Some people just don’t seem to get the message!
But it illustrates a wider observation, which is that in Japan an ancient wooden temple or other structure can still be ancient even if it has been rebuilt many times, the latest sometimes being quite recent. Indeed, it is tradition that some of the most important temples are deliberately torn down and rebuilt every few decades. Other places are “renovated” every 50 years in a way that pretty much entails dismantling them and putting them back together again, replacing timber wherever it is no longer sound. These processes don’t cause anybody to think of them as modern structures.
A similar concept applies to castles. Castles in Japan were made of wood, and thus prone to being burnt down – sometimes by accident, sometimes by the enemies of the occupants, and sometimes by the occupants themselves on the occasion of their departure. When one visits a castle one tends to find a litany of all the times they were destroyed and rebuilt. It’s not unusual for the last rebuilding to have been in the 1950s or 60s, out of reinforced concrete, but they’re not really thought of as replicas.

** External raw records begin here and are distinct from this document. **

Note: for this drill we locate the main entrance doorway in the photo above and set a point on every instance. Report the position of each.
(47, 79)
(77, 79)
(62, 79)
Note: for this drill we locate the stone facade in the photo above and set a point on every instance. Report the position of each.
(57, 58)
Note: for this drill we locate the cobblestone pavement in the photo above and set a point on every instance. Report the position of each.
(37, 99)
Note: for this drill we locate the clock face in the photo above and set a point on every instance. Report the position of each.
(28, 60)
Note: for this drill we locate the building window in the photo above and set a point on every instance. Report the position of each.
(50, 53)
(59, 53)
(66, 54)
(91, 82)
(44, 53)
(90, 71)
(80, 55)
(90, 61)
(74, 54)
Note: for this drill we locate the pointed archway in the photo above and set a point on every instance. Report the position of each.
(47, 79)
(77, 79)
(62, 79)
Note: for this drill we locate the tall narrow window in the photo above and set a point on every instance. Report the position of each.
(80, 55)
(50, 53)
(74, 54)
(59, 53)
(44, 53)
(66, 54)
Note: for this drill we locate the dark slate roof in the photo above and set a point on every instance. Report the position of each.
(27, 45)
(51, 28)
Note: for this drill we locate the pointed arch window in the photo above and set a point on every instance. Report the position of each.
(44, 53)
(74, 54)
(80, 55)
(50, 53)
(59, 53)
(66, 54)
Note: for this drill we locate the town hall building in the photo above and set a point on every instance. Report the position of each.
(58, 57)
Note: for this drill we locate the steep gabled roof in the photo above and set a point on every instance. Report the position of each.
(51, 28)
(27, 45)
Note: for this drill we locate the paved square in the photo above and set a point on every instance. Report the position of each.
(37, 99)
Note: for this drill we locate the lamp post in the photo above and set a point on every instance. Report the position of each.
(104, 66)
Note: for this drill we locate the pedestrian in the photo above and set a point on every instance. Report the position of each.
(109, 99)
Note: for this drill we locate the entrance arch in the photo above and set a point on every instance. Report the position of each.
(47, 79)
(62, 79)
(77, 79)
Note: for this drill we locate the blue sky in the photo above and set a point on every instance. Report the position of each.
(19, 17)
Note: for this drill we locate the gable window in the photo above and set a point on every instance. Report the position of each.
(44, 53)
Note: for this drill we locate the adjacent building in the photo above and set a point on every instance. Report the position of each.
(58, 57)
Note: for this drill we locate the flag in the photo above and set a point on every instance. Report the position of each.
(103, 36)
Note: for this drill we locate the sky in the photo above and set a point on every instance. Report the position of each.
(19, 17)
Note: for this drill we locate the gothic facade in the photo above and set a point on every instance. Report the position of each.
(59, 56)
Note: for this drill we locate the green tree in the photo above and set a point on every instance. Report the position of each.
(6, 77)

There’s a strong element of My Grandfather’s Axe here. It’s echoed to some degree in descriptions of British churches (and occasionally pubs), which tend to go “There has been a church here since 1273…”, but the British think in terms of the site: there was a church here, but it was not this church. The Japanese view of it, at least as I perceived it through the flaws of translations, is that it’s the same building. It’s as though it’s the notion of the building that’s important, rather than its physical or material structure.